And that's part of the contract which "Container-init must behave like global-init to processes within the container" from that link entails - when you kill PID1 on bare metal the system stops.

Changing Fedora's shutdown timeouts

Posted Feb 26, 2023 16:30 UTC (Sun) by nix (subscriber, #2304) [Link]

> And that's part of the contract which "Container-init must behave like global-init to processes within the container" from that link entails

This seems to conflict badly with the reality which has random programs running as PID 1 in single-service containers. Hardly any of these programs are expecting ever to suddenly become an init...

Changing Fedora's shutdown timeouts

Posted Jan 19, 2023 13:46 UTC (Thu) by dskoll (subscriber, #1630) [Link] (5 responses)

How can you implement something that keeps the ACID guarantee in the face of SIGKILL? I believe it's impossible.

Changing Fedora's shutdown timeouts

Posted Jan 19, 2023 13:48 UTC (Thu) by dskoll (subscriber, #1630) [Link] (1 responses)

Ugh, never mind. It has to be possible or else you couldn't have ACID guarantees in the case of sudden loss of power, I guess.

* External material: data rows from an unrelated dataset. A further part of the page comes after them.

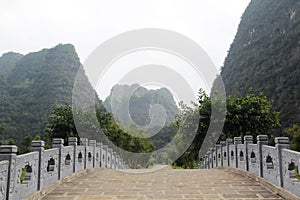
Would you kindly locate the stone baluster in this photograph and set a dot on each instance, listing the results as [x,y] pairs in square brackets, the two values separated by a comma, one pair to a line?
[72,141]
[9,152]
[222,144]
[93,143]
[237,140]
[281,143]
[84,142]
[58,143]
[39,146]
[248,139]
[228,143]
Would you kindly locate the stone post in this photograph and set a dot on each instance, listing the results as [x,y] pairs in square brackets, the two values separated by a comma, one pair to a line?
[281,143]
[261,140]
[99,145]
[217,147]
[222,144]
[248,139]
[93,143]
[84,142]
[228,143]
[72,141]
[211,157]
[9,152]
[237,140]
[39,146]
[58,143]
[114,159]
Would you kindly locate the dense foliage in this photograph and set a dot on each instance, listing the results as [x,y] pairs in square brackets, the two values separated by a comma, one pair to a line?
[250,114]
[265,55]
[32,85]
[139,100]
[294,134]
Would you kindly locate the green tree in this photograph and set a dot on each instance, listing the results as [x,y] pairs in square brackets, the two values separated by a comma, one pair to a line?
[249,115]
[294,133]
[60,125]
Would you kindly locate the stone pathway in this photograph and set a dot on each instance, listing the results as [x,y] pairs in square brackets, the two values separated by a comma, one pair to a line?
[165,183]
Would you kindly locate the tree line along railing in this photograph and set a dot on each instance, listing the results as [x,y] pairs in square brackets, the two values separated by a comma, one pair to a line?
[278,164]
[22,175]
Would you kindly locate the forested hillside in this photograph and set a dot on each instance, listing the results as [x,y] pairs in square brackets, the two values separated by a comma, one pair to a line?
[265,55]
[139,100]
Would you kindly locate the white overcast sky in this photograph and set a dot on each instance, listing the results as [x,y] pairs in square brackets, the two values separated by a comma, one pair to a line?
[32,25]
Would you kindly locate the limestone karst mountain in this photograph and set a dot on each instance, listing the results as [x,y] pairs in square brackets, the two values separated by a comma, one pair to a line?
[133,104]
[265,55]
[31,85]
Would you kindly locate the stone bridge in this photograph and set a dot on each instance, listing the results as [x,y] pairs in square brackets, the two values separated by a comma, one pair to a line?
[93,171]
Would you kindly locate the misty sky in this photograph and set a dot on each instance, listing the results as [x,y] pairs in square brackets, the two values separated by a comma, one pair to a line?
[32,25]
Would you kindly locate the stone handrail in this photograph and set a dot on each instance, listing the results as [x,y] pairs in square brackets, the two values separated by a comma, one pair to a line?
[276,164]
[22,175]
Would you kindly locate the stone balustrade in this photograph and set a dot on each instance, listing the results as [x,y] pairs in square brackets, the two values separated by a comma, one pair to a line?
[22,175]
[276,164]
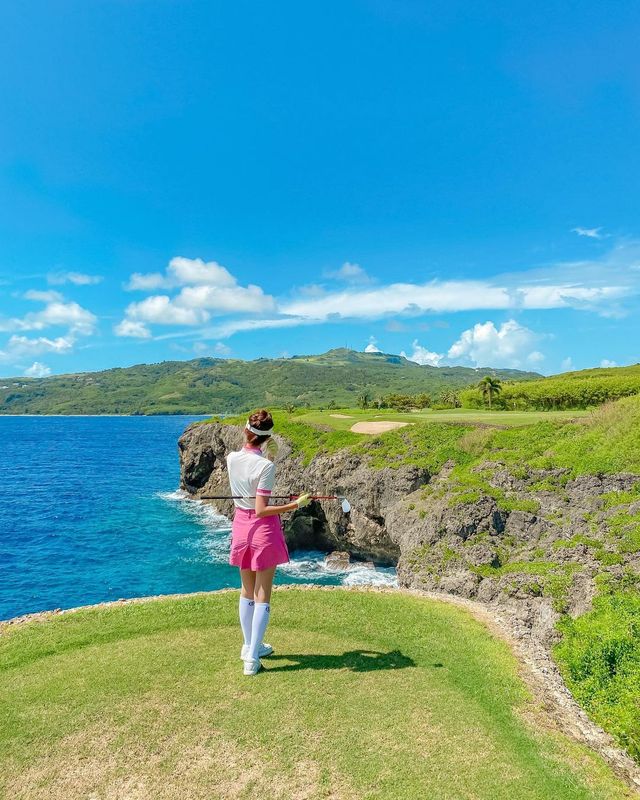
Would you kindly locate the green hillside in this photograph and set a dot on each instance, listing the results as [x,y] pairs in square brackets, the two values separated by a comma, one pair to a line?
[588,387]
[211,385]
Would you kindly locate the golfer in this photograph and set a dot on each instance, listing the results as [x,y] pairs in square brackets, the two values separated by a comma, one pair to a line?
[257,540]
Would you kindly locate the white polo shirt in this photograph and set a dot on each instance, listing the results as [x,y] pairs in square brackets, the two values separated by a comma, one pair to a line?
[250,474]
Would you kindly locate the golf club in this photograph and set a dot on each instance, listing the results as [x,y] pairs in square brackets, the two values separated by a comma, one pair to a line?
[346,505]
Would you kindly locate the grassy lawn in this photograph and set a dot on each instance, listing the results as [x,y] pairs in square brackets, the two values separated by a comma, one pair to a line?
[369,695]
[462,415]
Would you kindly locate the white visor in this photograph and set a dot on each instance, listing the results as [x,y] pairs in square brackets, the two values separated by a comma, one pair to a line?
[257,431]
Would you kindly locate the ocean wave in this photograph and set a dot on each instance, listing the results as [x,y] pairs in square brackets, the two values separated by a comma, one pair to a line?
[311,565]
[305,565]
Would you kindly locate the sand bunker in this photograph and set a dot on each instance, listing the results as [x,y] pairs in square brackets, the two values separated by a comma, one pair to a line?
[377,427]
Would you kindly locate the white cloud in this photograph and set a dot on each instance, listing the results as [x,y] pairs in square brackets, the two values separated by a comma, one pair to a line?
[237,299]
[183,272]
[37,370]
[423,356]
[56,313]
[372,347]
[219,348]
[484,345]
[162,310]
[536,357]
[205,287]
[605,286]
[129,327]
[448,296]
[22,345]
[189,271]
[77,278]
[146,282]
[48,296]
[591,233]
[349,273]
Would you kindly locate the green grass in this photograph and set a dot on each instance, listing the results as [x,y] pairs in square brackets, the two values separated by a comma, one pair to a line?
[599,657]
[460,415]
[368,695]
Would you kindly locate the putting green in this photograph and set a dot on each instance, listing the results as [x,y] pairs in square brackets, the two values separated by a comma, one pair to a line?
[344,419]
[368,695]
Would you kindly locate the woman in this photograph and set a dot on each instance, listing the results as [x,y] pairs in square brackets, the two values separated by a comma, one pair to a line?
[257,540]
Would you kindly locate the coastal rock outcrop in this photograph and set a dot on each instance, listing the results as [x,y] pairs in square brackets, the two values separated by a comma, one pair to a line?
[529,541]
[322,525]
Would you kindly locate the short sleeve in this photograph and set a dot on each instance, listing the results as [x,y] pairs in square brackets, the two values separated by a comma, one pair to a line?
[267,478]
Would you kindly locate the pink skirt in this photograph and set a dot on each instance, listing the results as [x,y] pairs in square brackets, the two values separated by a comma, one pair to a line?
[257,543]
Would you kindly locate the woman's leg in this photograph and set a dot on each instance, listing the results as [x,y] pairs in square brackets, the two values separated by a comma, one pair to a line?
[247,605]
[248,578]
[263,585]
[262,608]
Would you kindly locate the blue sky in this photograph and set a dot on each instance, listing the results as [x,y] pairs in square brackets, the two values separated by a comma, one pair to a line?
[458,181]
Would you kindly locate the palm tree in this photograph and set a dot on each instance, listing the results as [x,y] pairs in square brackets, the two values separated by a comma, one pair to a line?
[489,386]
[363,400]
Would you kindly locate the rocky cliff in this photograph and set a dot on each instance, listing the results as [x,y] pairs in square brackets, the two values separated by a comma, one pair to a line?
[530,542]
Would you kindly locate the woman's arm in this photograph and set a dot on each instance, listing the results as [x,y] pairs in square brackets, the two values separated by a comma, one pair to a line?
[263,509]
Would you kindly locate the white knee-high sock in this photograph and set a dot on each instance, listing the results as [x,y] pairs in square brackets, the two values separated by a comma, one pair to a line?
[258,628]
[246,617]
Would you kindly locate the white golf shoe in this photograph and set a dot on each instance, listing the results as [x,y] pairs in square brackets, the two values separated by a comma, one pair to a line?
[264,650]
[252,666]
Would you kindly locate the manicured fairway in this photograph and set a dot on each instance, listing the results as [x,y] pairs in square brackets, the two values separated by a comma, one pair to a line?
[462,415]
[369,695]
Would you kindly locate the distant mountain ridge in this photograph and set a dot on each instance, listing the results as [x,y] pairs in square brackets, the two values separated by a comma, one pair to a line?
[219,385]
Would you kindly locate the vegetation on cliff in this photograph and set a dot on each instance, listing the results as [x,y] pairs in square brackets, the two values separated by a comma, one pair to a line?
[367,695]
[549,510]
[589,387]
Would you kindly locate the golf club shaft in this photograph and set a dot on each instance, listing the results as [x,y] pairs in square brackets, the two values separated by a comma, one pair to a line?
[270,496]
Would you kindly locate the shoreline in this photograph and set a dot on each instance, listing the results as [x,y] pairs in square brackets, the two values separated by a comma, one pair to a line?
[111,415]
[536,668]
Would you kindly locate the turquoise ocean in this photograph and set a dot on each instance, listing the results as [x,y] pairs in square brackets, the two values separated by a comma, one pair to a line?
[90,511]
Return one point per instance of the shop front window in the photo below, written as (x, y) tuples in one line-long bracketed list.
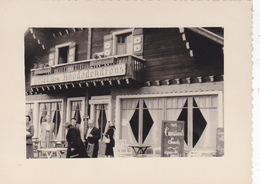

Changing Fedora's shutdown timeouts

Posted Jan 19, 2023 14:58 UTC (Thu) by madscientist (subscriber, #16861) [Link]

Yes. It's a matter of whether you want to spend time at shutdown, or time at startup. On the product I worked on we used to drain our journal at shutdown but customers hated that. They wanted the thing to go down when they told it to: draining the journal can take many minutes, sometimes, depending on the situation.

Since we have to support ACID / poweroff / kill -9 / etc. anyway, we changed our shutdown to basically call _exit() and now it's very fast :). But it does mean that when they next start the service it may take longer to start up because all that work of reconciling the journal has to be done then.

For people who are concerned about it there is a standalone tool that can be used to reconcile the journal in the background while the service is offline, rather than doing it at startup.

ACID guarantees in the face of SIGKILL

Posted Jan 19, 2023 14:10 UTC (Thu) by matthias (subscriber, #94967) [Link] (1 responses)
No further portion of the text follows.